Quasi-phase-matching is a phase-matching method in which a nonlinear material is structured to contain a spatially periodic coefficient. An example of this is a crystal that is structured in such a way that the optical axis of its lattice periodically flips its orientation. This flipping in turn causes the nonlinear coefficient of the material to invert periodically its sign. The flipping causes the waves that are being mixed and the new wave to maintain their relative phase (match phase) along the length of the crystal. Although phase matching can be achieved by other means (birefringence, for example), QPM provides distinct advantages over other methods, including the ability to:

  1. Convert light among all wavelengths for which the crystal is transparent.

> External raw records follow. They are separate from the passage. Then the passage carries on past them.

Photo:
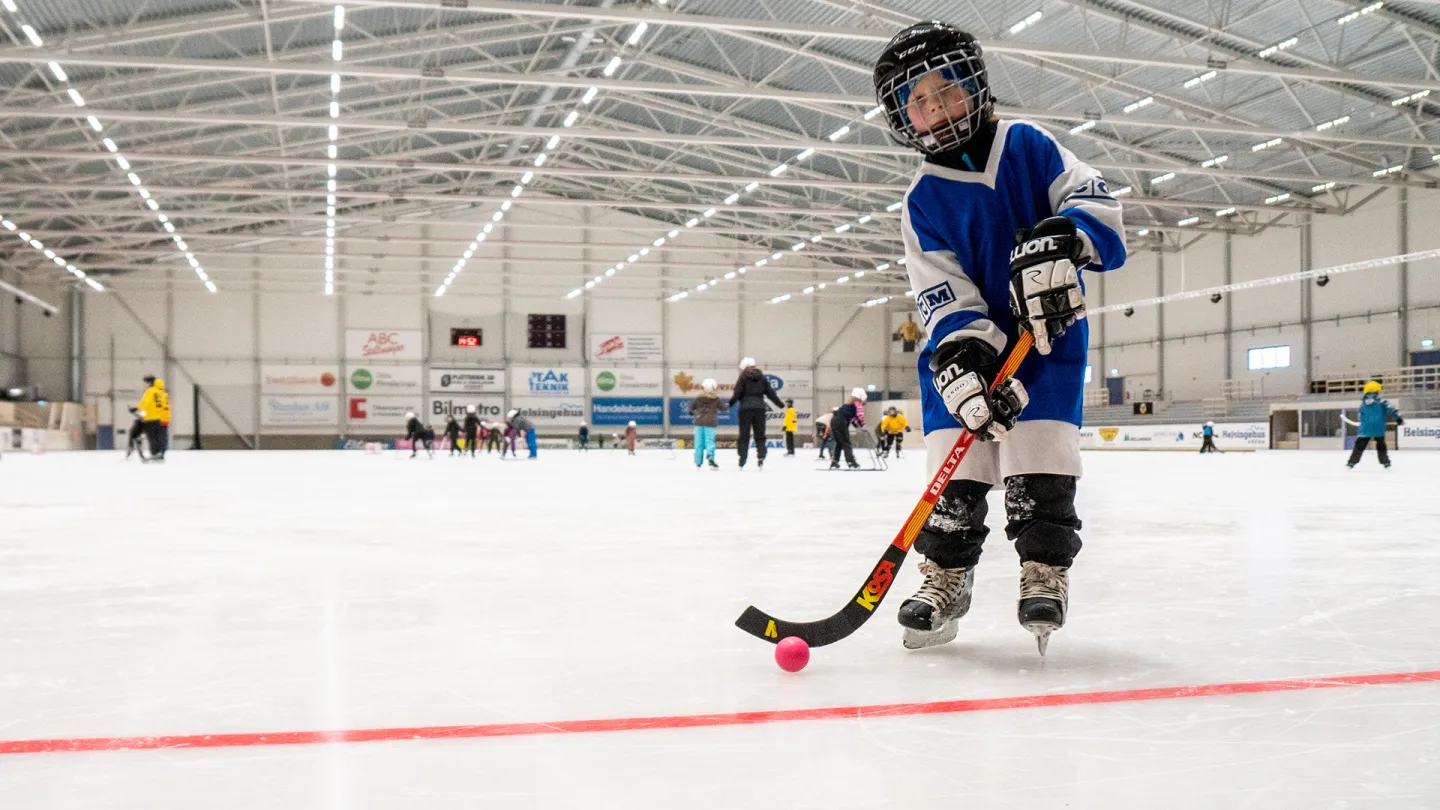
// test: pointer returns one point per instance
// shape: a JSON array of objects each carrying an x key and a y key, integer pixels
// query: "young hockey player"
[
  {"x": 750, "y": 391},
  {"x": 418, "y": 434},
  {"x": 998, "y": 224},
  {"x": 853, "y": 412},
  {"x": 706, "y": 410},
  {"x": 471, "y": 431},
  {"x": 892, "y": 431},
  {"x": 822, "y": 431},
  {"x": 1373, "y": 411},
  {"x": 791, "y": 424},
  {"x": 496, "y": 437},
  {"x": 1208, "y": 438},
  {"x": 522, "y": 425},
  {"x": 136, "y": 440},
  {"x": 452, "y": 434},
  {"x": 154, "y": 402}
]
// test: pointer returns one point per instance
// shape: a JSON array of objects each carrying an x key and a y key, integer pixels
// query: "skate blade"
[
  {"x": 922, "y": 639},
  {"x": 1041, "y": 630}
]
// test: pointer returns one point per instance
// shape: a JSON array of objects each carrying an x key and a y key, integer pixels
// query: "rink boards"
[{"x": 1231, "y": 435}]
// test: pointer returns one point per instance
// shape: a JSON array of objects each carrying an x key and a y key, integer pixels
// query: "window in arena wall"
[{"x": 1269, "y": 358}]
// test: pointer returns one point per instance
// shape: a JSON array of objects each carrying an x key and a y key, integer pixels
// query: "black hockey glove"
[
  {"x": 1044, "y": 280},
  {"x": 964, "y": 371}
]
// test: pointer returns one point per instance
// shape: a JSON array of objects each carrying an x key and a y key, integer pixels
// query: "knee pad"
[{"x": 1041, "y": 496}]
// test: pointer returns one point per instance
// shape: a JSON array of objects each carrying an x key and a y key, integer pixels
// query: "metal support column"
[
  {"x": 77, "y": 345},
  {"x": 1230, "y": 310},
  {"x": 1159, "y": 326},
  {"x": 1403, "y": 227},
  {"x": 1308, "y": 299}
]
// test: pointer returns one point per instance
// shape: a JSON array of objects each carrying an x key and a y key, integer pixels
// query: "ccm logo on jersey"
[
  {"x": 933, "y": 299},
  {"x": 874, "y": 590},
  {"x": 1040, "y": 244}
]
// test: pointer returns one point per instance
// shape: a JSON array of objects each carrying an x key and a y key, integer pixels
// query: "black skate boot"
[
  {"x": 933, "y": 613},
  {"x": 1044, "y": 598}
]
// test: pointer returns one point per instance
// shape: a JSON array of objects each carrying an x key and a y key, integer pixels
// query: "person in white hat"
[
  {"x": 850, "y": 414},
  {"x": 750, "y": 392}
]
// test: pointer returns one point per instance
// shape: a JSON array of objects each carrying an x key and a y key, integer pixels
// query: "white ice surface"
[{"x": 298, "y": 591}]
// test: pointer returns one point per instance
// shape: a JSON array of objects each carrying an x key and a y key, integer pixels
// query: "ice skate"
[
  {"x": 1044, "y": 597},
  {"x": 932, "y": 616}
]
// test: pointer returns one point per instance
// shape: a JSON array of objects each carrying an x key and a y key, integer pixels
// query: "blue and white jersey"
[{"x": 959, "y": 228}]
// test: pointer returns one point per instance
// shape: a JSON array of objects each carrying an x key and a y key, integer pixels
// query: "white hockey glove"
[
  {"x": 1044, "y": 280},
  {"x": 964, "y": 371}
]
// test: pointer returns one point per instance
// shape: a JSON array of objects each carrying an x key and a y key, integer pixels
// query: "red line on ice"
[{"x": 704, "y": 721}]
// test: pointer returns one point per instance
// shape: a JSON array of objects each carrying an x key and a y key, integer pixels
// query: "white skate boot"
[
  {"x": 932, "y": 616},
  {"x": 1044, "y": 598}
]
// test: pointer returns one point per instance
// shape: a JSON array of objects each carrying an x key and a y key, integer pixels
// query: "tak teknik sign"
[
  {"x": 383, "y": 379},
  {"x": 383, "y": 345},
  {"x": 467, "y": 381},
  {"x": 545, "y": 381}
]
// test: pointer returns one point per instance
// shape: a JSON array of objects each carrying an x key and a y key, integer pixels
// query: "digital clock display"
[{"x": 465, "y": 337}]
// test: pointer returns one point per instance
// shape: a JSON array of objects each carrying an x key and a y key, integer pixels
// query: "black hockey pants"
[
  {"x": 1043, "y": 522},
  {"x": 843, "y": 444},
  {"x": 752, "y": 421},
  {"x": 1361, "y": 443}
]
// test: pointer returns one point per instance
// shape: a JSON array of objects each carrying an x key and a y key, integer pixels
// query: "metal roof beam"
[
  {"x": 258, "y": 67},
  {"x": 727, "y": 180}
]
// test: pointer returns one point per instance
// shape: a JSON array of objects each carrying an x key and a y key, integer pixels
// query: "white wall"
[
  {"x": 219, "y": 340},
  {"x": 1352, "y": 322},
  {"x": 222, "y": 339}
]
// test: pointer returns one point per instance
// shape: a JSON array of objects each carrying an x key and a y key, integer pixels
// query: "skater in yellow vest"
[
  {"x": 791, "y": 423},
  {"x": 892, "y": 431}
]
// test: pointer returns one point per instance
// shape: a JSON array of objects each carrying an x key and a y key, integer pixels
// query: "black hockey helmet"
[{"x": 955, "y": 58}]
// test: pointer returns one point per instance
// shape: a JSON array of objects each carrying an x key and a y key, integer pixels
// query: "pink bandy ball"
[{"x": 792, "y": 653}]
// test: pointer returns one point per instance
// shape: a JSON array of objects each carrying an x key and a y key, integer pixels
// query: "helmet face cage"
[{"x": 959, "y": 75}]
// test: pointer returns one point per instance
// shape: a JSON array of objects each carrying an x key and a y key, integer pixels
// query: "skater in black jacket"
[
  {"x": 471, "y": 431},
  {"x": 850, "y": 414},
  {"x": 452, "y": 434},
  {"x": 750, "y": 392}
]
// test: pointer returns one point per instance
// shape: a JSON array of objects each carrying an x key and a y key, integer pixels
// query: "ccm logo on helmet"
[{"x": 1033, "y": 247}]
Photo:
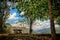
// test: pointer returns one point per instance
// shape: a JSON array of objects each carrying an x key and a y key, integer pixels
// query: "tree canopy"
[{"x": 35, "y": 9}]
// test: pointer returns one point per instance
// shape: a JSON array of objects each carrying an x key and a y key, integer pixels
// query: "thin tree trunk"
[
  {"x": 31, "y": 22},
  {"x": 53, "y": 32}
]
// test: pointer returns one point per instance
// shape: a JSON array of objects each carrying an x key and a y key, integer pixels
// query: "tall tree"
[
  {"x": 34, "y": 9},
  {"x": 4, "y": 11},
  {"x": 53, "y": 32}
]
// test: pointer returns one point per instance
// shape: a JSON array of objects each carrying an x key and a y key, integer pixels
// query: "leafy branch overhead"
[{"x": 35, "y": 9}]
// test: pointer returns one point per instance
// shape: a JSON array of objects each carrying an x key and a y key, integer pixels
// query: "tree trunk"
[
  {"x": 53, "y": 32},
  {"x": 31, "y": 22}
]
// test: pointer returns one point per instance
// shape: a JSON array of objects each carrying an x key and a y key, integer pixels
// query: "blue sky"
[{"x": 14, "y": 16}]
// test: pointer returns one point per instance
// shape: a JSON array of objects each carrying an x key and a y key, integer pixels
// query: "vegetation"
[
  {"x": 34, "y": 9},
  {"x": 4, "y": 12}
]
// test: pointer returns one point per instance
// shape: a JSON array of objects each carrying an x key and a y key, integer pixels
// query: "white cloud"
[{"x": 12, "y": 16}]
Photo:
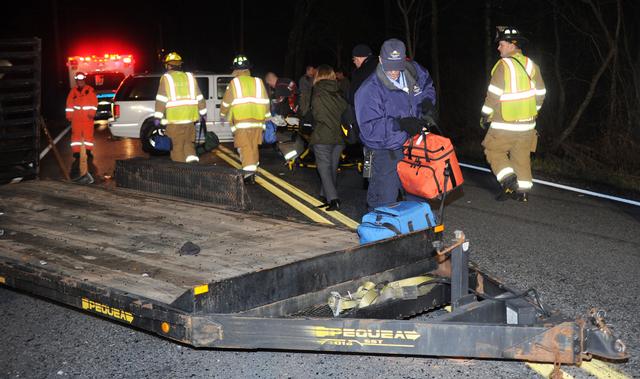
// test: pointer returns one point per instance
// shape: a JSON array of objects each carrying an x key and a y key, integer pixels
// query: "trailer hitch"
[{"x": 598, "y": 339}]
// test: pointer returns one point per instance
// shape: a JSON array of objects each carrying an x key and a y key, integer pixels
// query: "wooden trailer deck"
[{"x": 129, "y": 241}]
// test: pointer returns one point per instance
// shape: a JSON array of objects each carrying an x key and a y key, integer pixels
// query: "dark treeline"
[{"x": 587, "y": 50}]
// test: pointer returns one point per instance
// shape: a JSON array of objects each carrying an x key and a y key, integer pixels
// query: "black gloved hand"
[
  {"x": 427, "y": 108},
  {"x": 411, "y": 125}
]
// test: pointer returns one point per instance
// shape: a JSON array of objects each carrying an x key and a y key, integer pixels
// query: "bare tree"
[
  {"x": 612, "y": 41},
  {"x": 489, "y": 52},
  {"x": 294, "y": 59},
  {"x": 435, "y": 61},
  {"x": 411, "y": 11}
]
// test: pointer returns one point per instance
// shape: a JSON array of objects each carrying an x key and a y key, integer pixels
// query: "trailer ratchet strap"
[{"x": 369, "y": 293}]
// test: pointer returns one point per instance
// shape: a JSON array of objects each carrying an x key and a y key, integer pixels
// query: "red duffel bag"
[{"x": 423, "y": 169}]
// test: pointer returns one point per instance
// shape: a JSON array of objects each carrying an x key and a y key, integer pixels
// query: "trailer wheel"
[{"x": 147, "y": 130}]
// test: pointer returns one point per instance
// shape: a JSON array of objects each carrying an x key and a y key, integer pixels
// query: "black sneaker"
[
  {"x": 505, "y": 195},
  {"x": 324, "y": 202},
  {"x": 334, "y": 205},
  {"x": 521, "y": 197}
]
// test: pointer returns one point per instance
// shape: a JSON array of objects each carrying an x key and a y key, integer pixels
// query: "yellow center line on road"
[
  {"x": 348, "y": 222},
  {"x": 601, "y": 370},
  {"x": 279, "y": 193},
  {"x": 545, "y": 370}
]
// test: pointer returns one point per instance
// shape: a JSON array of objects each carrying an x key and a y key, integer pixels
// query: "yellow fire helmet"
[
  {"x": 173, "y": 58},
  {"x": 509, "y": 34},
  {"x": 80, "y": 75}
]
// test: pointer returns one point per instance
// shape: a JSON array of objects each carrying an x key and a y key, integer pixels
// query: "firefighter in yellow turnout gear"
[
  {"x": 179, "y": 104},
  {"x": 514, "y": 97},
  {"x": 246, "y": 106}
]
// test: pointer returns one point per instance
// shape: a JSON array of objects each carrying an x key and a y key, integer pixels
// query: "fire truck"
[{"x": 104, "y": 73}]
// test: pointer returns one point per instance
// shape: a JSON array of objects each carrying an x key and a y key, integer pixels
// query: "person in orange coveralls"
[{"x": 82, "y": 104}]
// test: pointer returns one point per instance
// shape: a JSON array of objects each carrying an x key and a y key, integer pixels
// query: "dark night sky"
[{"x": 207, "y": 35}]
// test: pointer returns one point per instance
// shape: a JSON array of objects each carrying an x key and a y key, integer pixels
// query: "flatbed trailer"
[{"x": 261, "y": 282}]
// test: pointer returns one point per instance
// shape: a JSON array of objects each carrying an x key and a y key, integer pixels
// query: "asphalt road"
[{"x": 578, "y": 252}]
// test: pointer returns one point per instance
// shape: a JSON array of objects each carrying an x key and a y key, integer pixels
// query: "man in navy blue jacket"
[{"x": 390, "y": 107}]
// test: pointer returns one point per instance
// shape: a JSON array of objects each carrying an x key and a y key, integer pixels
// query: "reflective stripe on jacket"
[
  {"x": 245, "y": 103},
  {"x": 515, "y": 94},
  {"x": 179, "y": 99},
  {"x": 82, "y": 105}
]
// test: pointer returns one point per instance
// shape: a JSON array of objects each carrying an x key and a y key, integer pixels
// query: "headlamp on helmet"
[
  {"x": 241, "y": 62},
  {"x": 509, "y": 34},
  {"x": 173, "y": 59}
]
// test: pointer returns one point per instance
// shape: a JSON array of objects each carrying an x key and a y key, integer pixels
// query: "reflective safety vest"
[
  {"x": 518, "y": 99},
  {"x": 245, "y": 103},
  {"x": 180, "y": 94}
]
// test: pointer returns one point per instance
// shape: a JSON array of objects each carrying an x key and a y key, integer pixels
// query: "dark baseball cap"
[
  {"x": 393, "y": 55},
  {"x": 361, "y": 50}
]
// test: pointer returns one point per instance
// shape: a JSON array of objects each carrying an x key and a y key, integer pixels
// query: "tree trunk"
[
  {"x": 562, "y": 96},
  {"x": 405, "y": 9},
  {"x": 435, "y": 62},
  {"x": 612, "y": 42},
  {"x": 489, "y": 52},
  {"x": 294, "y": 59}
]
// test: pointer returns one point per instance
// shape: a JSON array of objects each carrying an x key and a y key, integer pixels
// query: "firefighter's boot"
[
  {"x": 509, "y": 187},
  {"x": 75, "y": 166},
  {"x": 91, "y": 167}
]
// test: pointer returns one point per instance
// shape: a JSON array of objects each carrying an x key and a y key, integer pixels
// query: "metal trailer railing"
[{"x": 20, "y": 102}]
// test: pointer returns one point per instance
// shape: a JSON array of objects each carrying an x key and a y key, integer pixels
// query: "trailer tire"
[{"x": 146, "y": 132}]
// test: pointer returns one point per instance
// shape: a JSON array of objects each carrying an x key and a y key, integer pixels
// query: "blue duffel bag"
[{"x": 395, "y": 219}]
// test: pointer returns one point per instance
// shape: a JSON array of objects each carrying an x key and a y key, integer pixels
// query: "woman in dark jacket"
[{"x": 327, "y": 105}]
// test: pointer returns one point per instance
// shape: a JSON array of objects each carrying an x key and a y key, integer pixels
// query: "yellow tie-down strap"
[{"x": 370, "y": 293}]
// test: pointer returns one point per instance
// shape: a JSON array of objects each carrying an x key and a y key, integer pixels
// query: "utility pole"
[
  {"x": 242, "y": 26},
  {"x": 56, "y": 41}
]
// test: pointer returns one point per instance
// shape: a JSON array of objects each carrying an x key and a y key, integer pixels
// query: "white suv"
[{"x": 134, "y": 105}]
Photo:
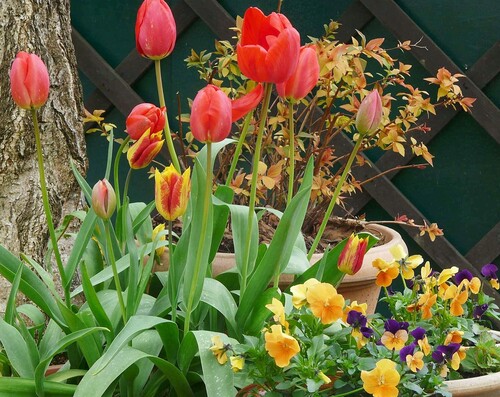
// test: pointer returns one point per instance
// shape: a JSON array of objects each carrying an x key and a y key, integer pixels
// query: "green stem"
[
  {"x": 239, "y": 148},
  {"x": 168, "y": 135},
  {"x": 116, "y": 166},
  {"x": 291, "y": 160},
  {"x": 116, "y": 277},
  {"x": 127, "y": 183},
  {"x": 335, "y": 196},
  {"x": 171, "y": 269},
  {"x": 253, "y": 189},
  {"x": 204, "y": 225},
  {"x": 46, "y": 207}
]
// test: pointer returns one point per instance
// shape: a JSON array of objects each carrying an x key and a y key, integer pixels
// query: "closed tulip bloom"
[
  {"x": 155, "y": 30},
  {"x": 243, "y": 105},
  {"x": 369, "y": 113},
  {"x": 305, "y": 77},
  {"x": 351, "y": 257},
  {"x": 142, "y": 152},
  {"x": 103, "y": 199},
  {"x": 172, "y": 192},
  {"x": 211, "y": 115},
  {"x": 268, "y": 50},
  {"x": 29, "y": 81},
  {"x": 143, "y": 117}
]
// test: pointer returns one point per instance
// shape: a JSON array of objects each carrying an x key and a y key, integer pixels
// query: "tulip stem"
[
  {"x": 46, "y": 207},
  {"x": 291, "y": 154},
  {"x": 171, "y": 270},
  {"x": 253, "y": 189},
  {"x": 166, "y": 129},
  {"x": 239, "y": 148},
  {"x": 335, "y": 196},
  {"x": 204, "y": 226},
  {"x": 116, "y": 277},
  {"x": 116, "y": 166}
]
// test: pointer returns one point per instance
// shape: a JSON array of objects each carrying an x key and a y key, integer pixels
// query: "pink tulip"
[
  {"x": 145, "y": 116},
  {"x": 103, "y": 199},
  {"x": 268, "y": 50},
  {"x": 155, "y": 30},
  {"x": 369, "y": 113},
  {"x": 29, "y": 81},
  {"x": 305, "y": 77},
  {"x": 241, "y": 106},
  {"x": 211, "y": 115}
]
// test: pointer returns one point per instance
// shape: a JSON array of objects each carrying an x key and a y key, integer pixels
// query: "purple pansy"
[
  {"x": 418, "y": 333},
  {"x": 406, "y": 350},
  {"x": 490, "y": 271},
  {"x": 462, "y": 275},
  {"x": 356, "y": 319}
]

  2. Convert with the highest nonlinear coefficients of which the material is capable.
  3. Use very long crystal lengths.
  4. Pattern in unique spectral properties via photolithography.

These advantages of QPM produce extremely efficient, tunable, and compact laser sources that enabled Sandia to develop two portable gas imaging systems. Broad tuning permitted us to make very capable IR cavity-ringdown spectrometers. The first spectrometer operated in the mid-IR range, using the nonlinear material, periodically poled lithium niobate (PPLN).  The second spectrometer used PPLN and orientation-patterned gallium arsenide (OP-GaAs) obtained through collaboration with Stanford University.